Welche Nutzlast wird bei der ersten Artemis-Mission mitfliegen?

In der zweiten Stufe der Rakete, der sogenannten Interim Cryogenic Propulsion Stage (ICPS) werden zehn kleine Cubesats mitgeführt, die in mehreren Schritten im All freigesetzt werden - zwischen 3:40 und 8:03 Stunden nach dem Start. Die Schuhkarton-großen und maximal 11 Kilogramm schweren Cubesats kommen von verschiedenen Universitäten und Forschungseinrichtungen.

Der Lunar IceCube etwa aus Kentucky soll mit einem Infrarot-Spektrometer auf dem Mond nach jeglicher Form von Wasser suchen. Der NEA Scout des Marshall Space Flight Center in  Huntsville, Alabama, soll mit Hilfe eines Sonnensegels zu einem erdnahen Asteroiden fliegen und Fotos von dessen Oberfläche machen.

Wird Artemis so erfolgreich wie das James Webb Space Telescope?

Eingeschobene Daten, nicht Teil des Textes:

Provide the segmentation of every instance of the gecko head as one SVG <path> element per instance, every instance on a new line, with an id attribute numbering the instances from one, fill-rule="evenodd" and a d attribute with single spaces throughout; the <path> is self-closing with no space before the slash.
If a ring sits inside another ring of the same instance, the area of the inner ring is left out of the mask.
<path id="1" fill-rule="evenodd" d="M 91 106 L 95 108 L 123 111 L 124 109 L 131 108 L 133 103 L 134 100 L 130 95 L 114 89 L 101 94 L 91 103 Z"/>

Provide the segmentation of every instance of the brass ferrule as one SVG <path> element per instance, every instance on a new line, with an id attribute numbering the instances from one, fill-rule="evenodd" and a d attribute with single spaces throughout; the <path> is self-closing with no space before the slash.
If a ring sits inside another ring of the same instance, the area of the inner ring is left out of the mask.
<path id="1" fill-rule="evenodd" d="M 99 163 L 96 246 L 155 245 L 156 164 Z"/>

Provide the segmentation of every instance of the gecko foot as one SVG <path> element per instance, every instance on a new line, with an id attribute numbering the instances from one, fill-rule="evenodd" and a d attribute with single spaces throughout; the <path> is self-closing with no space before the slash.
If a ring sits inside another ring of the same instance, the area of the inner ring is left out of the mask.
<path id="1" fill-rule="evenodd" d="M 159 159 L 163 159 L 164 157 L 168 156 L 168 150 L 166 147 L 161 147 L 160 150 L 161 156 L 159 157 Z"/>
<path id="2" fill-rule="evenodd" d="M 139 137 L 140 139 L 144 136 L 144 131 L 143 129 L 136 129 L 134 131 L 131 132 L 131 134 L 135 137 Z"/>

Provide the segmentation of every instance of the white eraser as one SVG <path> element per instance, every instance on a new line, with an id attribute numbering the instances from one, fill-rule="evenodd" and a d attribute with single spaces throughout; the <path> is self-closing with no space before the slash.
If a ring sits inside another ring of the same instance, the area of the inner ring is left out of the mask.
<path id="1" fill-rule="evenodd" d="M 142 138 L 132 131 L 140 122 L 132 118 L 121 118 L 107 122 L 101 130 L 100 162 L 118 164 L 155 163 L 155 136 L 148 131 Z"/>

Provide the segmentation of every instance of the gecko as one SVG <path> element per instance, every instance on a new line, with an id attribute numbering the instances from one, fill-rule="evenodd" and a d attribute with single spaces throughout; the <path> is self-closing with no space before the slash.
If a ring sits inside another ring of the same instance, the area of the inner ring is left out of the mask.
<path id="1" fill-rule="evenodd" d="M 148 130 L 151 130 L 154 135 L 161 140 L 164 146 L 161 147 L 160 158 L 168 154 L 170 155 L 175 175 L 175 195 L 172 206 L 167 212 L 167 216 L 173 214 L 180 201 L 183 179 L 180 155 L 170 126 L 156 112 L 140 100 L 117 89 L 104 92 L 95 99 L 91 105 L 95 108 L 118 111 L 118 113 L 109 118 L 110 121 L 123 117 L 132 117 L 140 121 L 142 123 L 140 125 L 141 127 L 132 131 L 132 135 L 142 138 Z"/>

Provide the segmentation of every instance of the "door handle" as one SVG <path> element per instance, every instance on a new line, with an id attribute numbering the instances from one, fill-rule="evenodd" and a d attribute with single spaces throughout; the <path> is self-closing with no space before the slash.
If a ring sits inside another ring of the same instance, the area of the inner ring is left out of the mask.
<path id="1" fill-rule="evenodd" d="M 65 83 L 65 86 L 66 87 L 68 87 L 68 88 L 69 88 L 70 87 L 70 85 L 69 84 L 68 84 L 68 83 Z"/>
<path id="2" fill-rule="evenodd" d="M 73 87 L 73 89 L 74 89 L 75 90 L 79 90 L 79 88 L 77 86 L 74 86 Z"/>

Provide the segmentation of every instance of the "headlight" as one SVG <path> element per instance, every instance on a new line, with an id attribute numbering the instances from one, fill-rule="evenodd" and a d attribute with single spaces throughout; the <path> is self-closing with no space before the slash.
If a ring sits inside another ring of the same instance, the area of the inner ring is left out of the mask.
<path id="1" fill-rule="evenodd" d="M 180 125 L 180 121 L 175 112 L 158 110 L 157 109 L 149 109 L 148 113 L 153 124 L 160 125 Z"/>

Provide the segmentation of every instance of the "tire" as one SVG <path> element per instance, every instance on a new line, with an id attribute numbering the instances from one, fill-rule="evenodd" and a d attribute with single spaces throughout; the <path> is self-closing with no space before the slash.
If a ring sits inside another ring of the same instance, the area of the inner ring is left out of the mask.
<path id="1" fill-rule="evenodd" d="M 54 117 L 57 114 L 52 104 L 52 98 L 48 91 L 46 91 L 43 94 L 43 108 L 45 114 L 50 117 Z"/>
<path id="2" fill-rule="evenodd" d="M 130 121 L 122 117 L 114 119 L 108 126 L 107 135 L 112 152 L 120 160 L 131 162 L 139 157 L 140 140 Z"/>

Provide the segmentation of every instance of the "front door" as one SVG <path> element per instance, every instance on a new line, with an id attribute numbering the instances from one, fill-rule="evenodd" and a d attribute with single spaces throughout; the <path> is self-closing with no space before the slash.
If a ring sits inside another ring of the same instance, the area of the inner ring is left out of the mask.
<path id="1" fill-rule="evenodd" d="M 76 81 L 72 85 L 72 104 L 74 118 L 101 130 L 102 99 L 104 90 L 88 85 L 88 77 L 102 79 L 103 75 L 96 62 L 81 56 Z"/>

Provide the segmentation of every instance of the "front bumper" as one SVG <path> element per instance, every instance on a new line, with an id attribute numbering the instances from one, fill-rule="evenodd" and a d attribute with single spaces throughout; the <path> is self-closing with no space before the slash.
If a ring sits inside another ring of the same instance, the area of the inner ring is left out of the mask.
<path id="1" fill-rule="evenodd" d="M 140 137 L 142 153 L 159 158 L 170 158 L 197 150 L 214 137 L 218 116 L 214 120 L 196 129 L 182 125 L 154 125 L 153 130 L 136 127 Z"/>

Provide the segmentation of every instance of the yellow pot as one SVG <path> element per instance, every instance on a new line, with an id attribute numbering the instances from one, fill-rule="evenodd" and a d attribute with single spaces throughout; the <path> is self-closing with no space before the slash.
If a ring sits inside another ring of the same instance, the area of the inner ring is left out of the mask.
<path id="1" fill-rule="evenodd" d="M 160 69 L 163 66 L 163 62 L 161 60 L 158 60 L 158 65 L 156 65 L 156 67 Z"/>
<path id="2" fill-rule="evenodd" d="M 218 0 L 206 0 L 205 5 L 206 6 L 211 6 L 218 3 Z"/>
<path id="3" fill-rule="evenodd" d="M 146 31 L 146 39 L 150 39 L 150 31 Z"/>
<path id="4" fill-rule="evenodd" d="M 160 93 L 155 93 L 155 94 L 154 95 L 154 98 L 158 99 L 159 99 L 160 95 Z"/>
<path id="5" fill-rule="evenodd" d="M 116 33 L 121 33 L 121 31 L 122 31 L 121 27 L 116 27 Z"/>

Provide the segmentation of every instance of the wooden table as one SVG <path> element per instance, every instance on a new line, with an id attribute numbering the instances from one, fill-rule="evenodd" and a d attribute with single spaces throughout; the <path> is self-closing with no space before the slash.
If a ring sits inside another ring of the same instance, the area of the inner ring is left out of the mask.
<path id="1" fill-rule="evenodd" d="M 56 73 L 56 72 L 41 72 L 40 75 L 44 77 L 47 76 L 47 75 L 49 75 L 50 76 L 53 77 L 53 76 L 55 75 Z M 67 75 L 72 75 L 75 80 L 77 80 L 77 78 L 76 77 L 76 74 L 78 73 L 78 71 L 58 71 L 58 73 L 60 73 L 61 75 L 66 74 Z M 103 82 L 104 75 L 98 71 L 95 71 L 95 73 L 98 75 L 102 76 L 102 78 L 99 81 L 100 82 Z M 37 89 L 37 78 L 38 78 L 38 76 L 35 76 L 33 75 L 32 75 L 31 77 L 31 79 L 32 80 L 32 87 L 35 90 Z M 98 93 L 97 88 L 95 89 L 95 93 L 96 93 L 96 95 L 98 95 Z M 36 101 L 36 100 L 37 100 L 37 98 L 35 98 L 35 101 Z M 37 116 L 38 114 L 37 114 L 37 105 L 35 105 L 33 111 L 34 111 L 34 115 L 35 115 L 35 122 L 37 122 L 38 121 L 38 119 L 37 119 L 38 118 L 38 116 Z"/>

Das bleibt abzuwarten: Was die beiden Projekte eint, ist eine erhebliche Überschreitung von Budget und Zeitplan während der Entwicklung. Während das beim JWST aber zur Entwicklung ganz neuer Technologien und in der Folge zu faszinierenden Bildern vom Universum geführt hat, ist die Situation bei Artemis ganz anders. Die Mission steht stark in der Kritik, weil für das Space Launch System viele Komponenten der früheren Space Shuttles wiederverwendet wurden - nur zu mittlerweile deutlich erhöhten Preisen.

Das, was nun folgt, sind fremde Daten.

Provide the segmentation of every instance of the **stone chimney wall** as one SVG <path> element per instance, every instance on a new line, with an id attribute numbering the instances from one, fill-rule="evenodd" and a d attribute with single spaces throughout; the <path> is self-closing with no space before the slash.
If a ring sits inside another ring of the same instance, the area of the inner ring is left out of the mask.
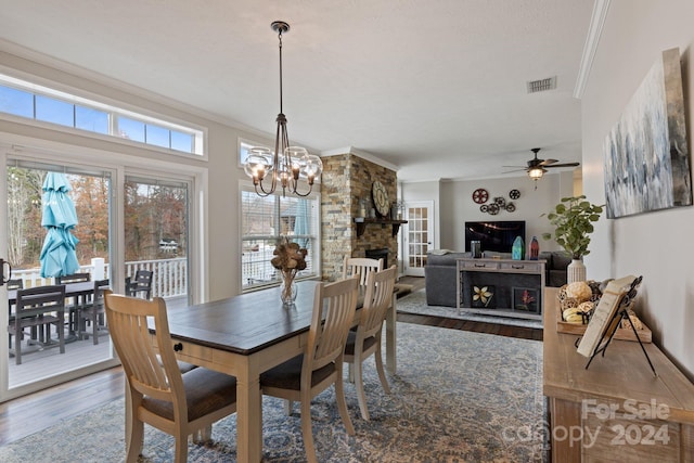
<path id="1" fill-rule="evenodd" d="M 355 217 L 359 202 L 365 200 L 367 215 L 373 205 L 371 188 L 378 180 L 386 188 L 390 203 L 397 200 L 397 173 L 386 167 L 345 153 L 323 157 L 321 184 L 322 279 L 342 278 L 345 256 L 364 257 L 365 249 L 388 248 L 388 265 L 397 263 L 398 240 L 390 224 L 369 223 L 357 236 Z"/>

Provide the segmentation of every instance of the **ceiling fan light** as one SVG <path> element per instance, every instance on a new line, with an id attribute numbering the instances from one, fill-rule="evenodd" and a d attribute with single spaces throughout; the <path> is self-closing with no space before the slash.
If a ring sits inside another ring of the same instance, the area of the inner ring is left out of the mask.
<path id="1" fill-rule="evenodd" d="M 542 167 L 532 167 L 528 170 L 528 176 L 531 179 L 541 179 L 544 172 L 547 172 L 547 169 L 543 169 Z"/>

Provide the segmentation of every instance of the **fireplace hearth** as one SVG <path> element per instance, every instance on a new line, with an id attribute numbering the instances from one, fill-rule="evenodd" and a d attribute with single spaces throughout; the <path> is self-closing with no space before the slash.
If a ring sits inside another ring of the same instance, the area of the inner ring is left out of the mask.
<path id="1" fill-rule="evenodd" d="M 364 255 L 368 259 L 383 259 L 383 268 L 388 268 L 388 248 L 381 247 L 377 249 L 365 249 Z"/>

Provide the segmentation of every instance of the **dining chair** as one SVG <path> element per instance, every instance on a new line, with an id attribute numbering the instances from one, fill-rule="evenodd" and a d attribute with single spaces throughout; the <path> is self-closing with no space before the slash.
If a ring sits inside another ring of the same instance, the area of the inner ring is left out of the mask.
<path id="1" fill-rule="evenodd" d="M 288 400 L 288 412 L 294 401 L 301 402 L 301 434 L 306 456 L 311 463 L 318 461 L 311 430 L 311 399 L 332 384 L 347 434 L 355 434 L 347 412 L 342 372 L 345 340 L 357 307 L 358 281 L 354 276 L 319 284 L 304 353 L 260 374 L 262 394 Z"/>
<path id="2" fill-rule="evenodd" d="M 26 290 L 17 290 L 14 306 L 14 319 L 8 325 L 8 332 L 14 335 L 14 359 L 16 364 L 22 364 L 22 340 L 24 330 L 37 327 L 42 333 L 46 330 L 46 338 L 39 342 L 50 342 L 50 325 L 55 325 L 61 353 L 65 353 L 65 286 L 50 285 L 36 286 Z"/>
<path id="3" fill-rule="evenodd" d="M 108 280 L 94 280 L 94 292 L 89 301 L 79 308 L 77 313 L 77 337 L 88 339 L 87 322 L 91 324 L 91 335 L 94 345 L 99 344 L 99 331 L 106 329 L 106 310 L 104 308 L 104 290 L 110 286 Z"/>
<path id="4" fill-rule="evenodd" d="M 359 286 L 363 291 L 367 286 L 367 276 L 371 272 L 383 270 L 383 259 L 370 259 L 368 257 L 345 256 L 343 261 L 343 279 L 359 275 Z"/>
<path id="5" fill-rule="evenodd" d="M 152 275 L 150 270 L 138 270 L 133 278 L 126 279 L 126 293 L 128 296 L 141 297 L 145 299 L 152 297 Z"/>
<path id="6" fill-rule="evenodd" d="M 61 276 L 55 276 L 55 284 L 69 284 L 69 283 L 82 283 L 82 282 L 88 282 L 91 281 L 91 273 L 73 273 L 69 275 L 61 275 Z M 87 304 L 87 301 L 85 300 L 85 298 L 79 298 L 79 297 L 74 297 L 70 298 L 72 304 L 69 306 L 67 306 L 67 319 L 68 319 L 68 327 L 69 327 L 69 332 L 70 334 L 74 334 L 78 331 L 78 326 L 77 326 L 77 318 L 78 314 L 77 312 L 79 311 L 79 309 L 85 306 Z"/>
<path id="7" fill-rule="evenodd" d="M 181 374 L 169 333 L 166 303 L 104 290 L 111 338 L 126 374 L 127 462 L 136 462 L 144 443 L 144 423 L 176 440 L 175 461 L 188 460 L 188 436 L 208 440 L 213 423 L 236 412 L 236 378 L 202 366 Z M 157 351 L 150 339 L 156 331 Z"/>
<path id="8" fill-rule="evenodd" d="M 367 294 L 359 313 L 359 324 L 356 331 L 349 331 L 347 343 L 345 344 L 345 362 L 349 363 L 349 376 L 355 378 L 361 416 L 367 421 L 369 421 L 369 410 L 367 409 L 367 396 L 364 394 L 363 361 L 369 357 L 374 356 L 383 389 L 390 394 L 390 387 L 383 369 L 381 334 L 386 311 L 393 300 L 396 276 L 396 266 L 380 272 L 369 273 L 367 278 Z"/>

Ein Beispiel: Das RS-25 Triebwerk war auch das Haupttriebwerk der Space Shuttles, die von 1977 bis 2011 im Einsatz waren. Die 46 damals dafür gebauten Triebwerke hatten einen Durchschnittspreis von 40 Mio. US-Dollar - und konnten vielfach wiederverwendet werden. Das SLS braucht vier dieser Triebwerke, für die die NASA mittlerweile 146 Mio. US-Dollar pro Triebwerk zahlt - und die in diesem Kontext nur einmal verwendet werden. Viele Kritiker sehen in der Entwicklung des SLS vor allem ein gigantisches Konjunkturprogramm für die US-Raumfahrtindustrie.

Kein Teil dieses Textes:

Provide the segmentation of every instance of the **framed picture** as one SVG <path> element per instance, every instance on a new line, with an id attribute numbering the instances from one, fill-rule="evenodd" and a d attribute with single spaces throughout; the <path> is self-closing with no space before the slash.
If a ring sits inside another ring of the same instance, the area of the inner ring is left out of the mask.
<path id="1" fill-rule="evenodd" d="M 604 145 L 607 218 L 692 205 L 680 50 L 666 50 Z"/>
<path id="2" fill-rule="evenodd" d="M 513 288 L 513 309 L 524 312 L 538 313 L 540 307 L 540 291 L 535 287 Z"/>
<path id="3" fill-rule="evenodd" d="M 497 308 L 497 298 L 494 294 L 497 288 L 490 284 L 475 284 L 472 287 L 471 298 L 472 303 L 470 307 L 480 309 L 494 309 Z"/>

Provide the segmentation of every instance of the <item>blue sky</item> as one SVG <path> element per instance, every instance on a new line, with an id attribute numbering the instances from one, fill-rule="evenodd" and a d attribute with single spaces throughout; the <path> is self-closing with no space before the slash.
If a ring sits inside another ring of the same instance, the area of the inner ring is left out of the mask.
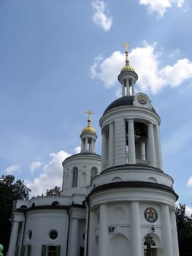
<path id="1" fill-rule="evenodd" d="M 88 108 L 100 154 L 99 121 L 120 94 L 128 42 L 137 91 L 161 118 L 164 170 L 191 211 L 191 0 L 1 0 L 0 175 L 33 195 L 61 186 Z"/>

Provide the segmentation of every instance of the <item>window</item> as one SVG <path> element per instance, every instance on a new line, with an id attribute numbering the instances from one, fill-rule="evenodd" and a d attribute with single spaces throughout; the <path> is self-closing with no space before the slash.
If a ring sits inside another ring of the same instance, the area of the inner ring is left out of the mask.
<path id="1" fill-rule="evenodd" d="M 77 167 L 74 167 L 72 187 L 76 187 L 77 186 L 77 176 L 78 176 L 78 168 Z"/>
<path id="2" fill-rule="evenodd" d="M 52 240 L 55 240 L 55 239 L 56 239 L 57 237 L 58 237 L 58 232 L 56 230 L 50 230 L 50 238 Z"/>
<path id="3" fill-rule="evenodd" d="M 98 174 L 98 169 L 96 167 L 93 167 L 91 171 L 91 184 L 92 184 L 92 179 Z"/>
<path id="4" fill-rule="evenodd" d="M 56 256 L 56 249 L 57 247 L 53 245 L 49 246 L 47 250 L 47 256 Z"/>
<path id="5" fill-rule="evenodd" d="M 31 240 L 31 237 L 32 237 L 32 231 L 31 230 L 29 230 L 28 231 L 28 240 Z"/>

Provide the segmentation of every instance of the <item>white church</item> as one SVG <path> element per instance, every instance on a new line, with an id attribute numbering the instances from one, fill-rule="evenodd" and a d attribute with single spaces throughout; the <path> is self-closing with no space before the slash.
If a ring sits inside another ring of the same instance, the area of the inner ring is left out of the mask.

Kostet ein Flug von Artemis wirklich Milliarden Dollar?

In einem Brief der US-Bundesregierung an einen Parlaments-Ausschuss von 2019 (PDF, Seite 7) wird tatsächlich die Summe von zwei Milliarden US-Dollar pro Start genannt - die Aussage ist bis heute unwidersprochen. Die NASA hat aber angekündigt, die Kosten bei künftigen Flügen deutlich senken zu wollen.

Was kommt nach Artemis 1?

Mit der unbemannten Mission Artemis 1 und der bemannten Mission Artemis 2 (voraussichtlich 2024) soll das Orion-Raumschiff erprobt werden. Im gleichen Jahr sollen mit einer Rakete des Typs Falcon Heavy des Privatunternehmens SpaceX die ersten beiden Module einer Raumstation in eine Mondumlaufbahn gebracht werden. Später soll eine Mondfähre für die Landung auf der Oberfläche folgen. Schließlich würden mit Artemis 3 erstmals seit 1972 wieder Astronauten auf dem Mond landen. Danach sollen jährliche Expeditionen zur Mondoberfläche erfolgen, um eine dauerhafte Präsenz auf dem Mond zu schaffen, die als Basis für bemannte Flüge zum Mars dienen soll.